Myanmar has rejected a ceasefire declared by Muslim Rohingya militants to provide the humanitarian aid to thousands of displaced people in the violence-racked Rakhine.
In an order to provide aid assistance, the Arakan Rohingya Salvation Army (ARSA) insurgent group has announced a temporary cessation of offensive military operations to allow humanitarian aid to reach the battered region.
ARSA's declaration drew no formal response from the military or the government of Buddhist-majority Myanmar. However, through the twitter, spokesman for Myanmar's leader, Aung San Suu Kyi, said that " We have no policy to negotiate with terrorists."
The violence in Myanmar started on August 25, when insurgents attacked Myanmar police and paramilitary posts in what they said was an effort to protect minority Rohingya. In response, the military started what it called "clearance operations" to wipe out the insurgents.
Around 294,000 Rohingyas Muslims have arrived in just only 15 days in Bangladesh, according to the United Nations.
Thousands of Rohingya remaining in the northwestern state of Rakhine have been left without shelter or food, and many are still trying to reach Bangladesh.

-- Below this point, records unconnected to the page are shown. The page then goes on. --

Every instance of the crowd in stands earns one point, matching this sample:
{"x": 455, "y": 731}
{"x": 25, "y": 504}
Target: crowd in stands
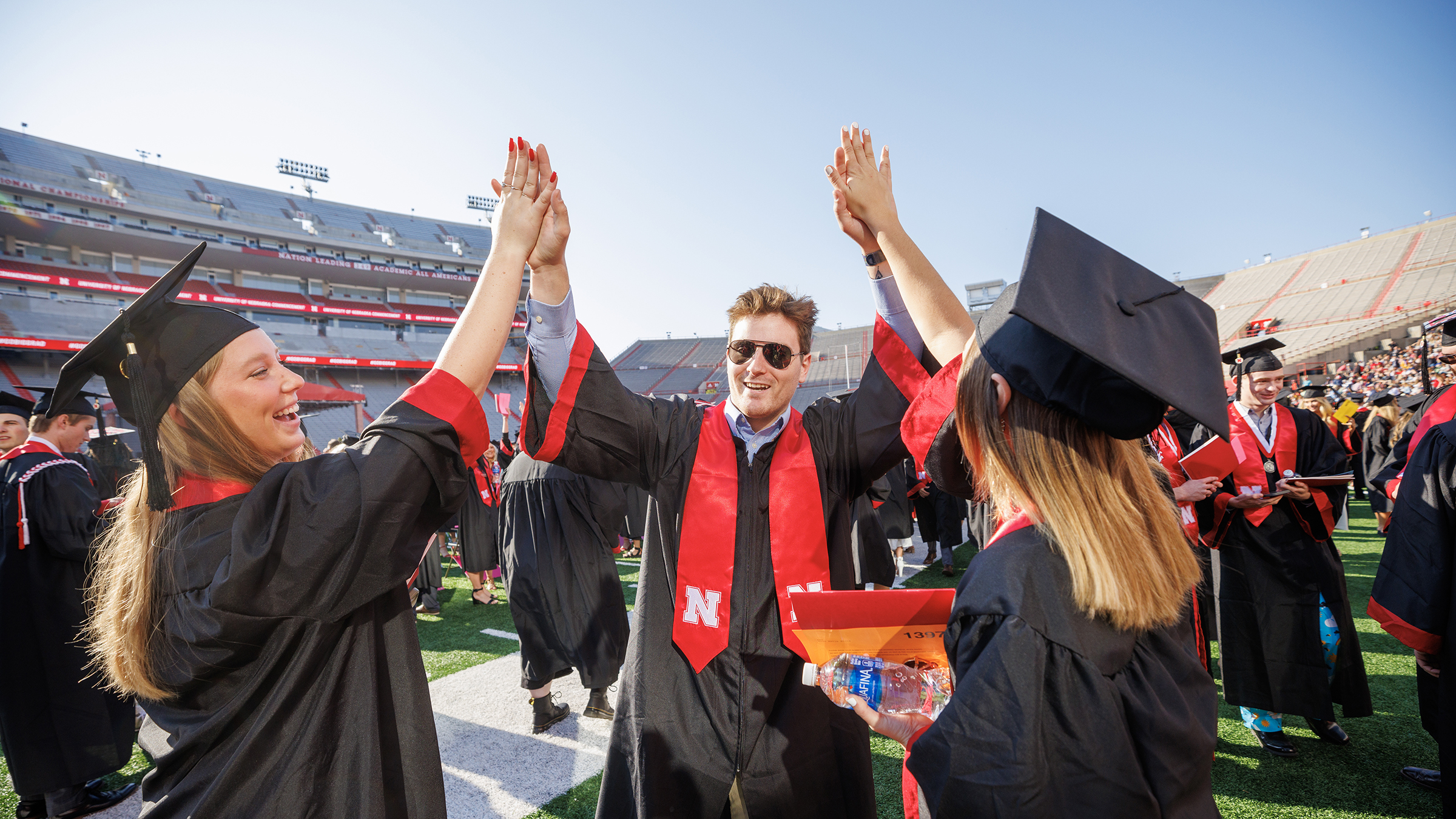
{"x": 1398, "y": 371}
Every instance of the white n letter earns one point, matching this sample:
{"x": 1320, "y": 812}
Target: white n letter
{"x": 814, "y": 586}
{"x": 703, "y": 605}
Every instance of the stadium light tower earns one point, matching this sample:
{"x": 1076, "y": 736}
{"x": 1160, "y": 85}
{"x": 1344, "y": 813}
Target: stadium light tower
{"x": 488, "y": 204}
{"x": 308, "y": 172}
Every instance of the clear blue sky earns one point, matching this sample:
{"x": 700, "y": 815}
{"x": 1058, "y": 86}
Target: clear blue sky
{"x": 690, "y": 138}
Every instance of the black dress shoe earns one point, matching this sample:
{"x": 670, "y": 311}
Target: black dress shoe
{"x": 547, "y": 713}
{"x": 98, "y": 800}
{"x": 1424, "y": 777}
{"x": 1329, "y": 730}
{"x": 599, "y": 706}
{"x": 1276, "y": 742}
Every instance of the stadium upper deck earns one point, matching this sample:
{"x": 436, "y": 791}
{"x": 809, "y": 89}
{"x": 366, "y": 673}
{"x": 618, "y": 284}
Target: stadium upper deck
{"x": 1331, "y": 303}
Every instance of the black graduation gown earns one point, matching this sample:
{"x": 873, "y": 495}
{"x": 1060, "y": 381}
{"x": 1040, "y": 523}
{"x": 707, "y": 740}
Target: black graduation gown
{"x": 1267, "y": 586}
{"x": 1416, "y": 584}
{"x": 1438, "y": 403}
{"x": 874, "y": 560}
{"x": 288, "y": 635}
{"x": 682, "y": 738}
{"x": 558, "y": 531}
{"x": 894, "y": 513}
{"x": 634, "y": 524}
{"x": 479, "y": 550}
{"x": 1375, "y": 455}
{"x": 57, "y": 726}
{"x": 1056, "y": 715}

According to Myanmar, security forces are carrying out clearance operations to defend against ARSA, which the government has declared a terrorist organization.
On Sunday, in Bangladesh's Cox's Bazar, mostly women and child Rohingyas were in the queue for handouts of food and clothes.
Around 300 people arrived on boats and fishing trawlers on Shah Prior Dwip Island. Many collapsed on the bench from motion sickness and dehydration.
As per the Bangladeshi border guard, three Rohingya were killed by landmines as they tried to cross from Myanmar. This is not the first landmine incidents, before that, there were two incidents, according to the Amnesty International.
In order to prevent trespassing, the landmines had been laid along the border in the 1990s and since then military had tried to remove them, according to the Myanmar security.
Dipayan Bhattacharyya, the World Food Programme’s spokesman in Bangladesh said the latest estimate of new arrivals was 294,000 and there were discussions underway to revise up the prediction made last week that it would reach 300,000.
The United Nations has urged for aid funding of $77 million to cope with the emergency in southern Bangladesh. The wave of hungry and traumatized refugees is “showing no signs of stopping”, the U.N. Resident Coordinator in Bangladesh Robert Watkins said in a statement late on Saturday.
“It is vital that aid agencies working in Cox’s Bazar have the resources they need to provide emergency assistance to incredibly vulnerable people who have been forced to flee their homes and have arrived in Bangladesh with nothing,” he said.
Aung San Suu Kyi has faced criticisms for not handling the situation properly. Critics complain that Suu Kyi, who won a Nobel peace prize for championing democracy has failed to speak out for a persecuted minority.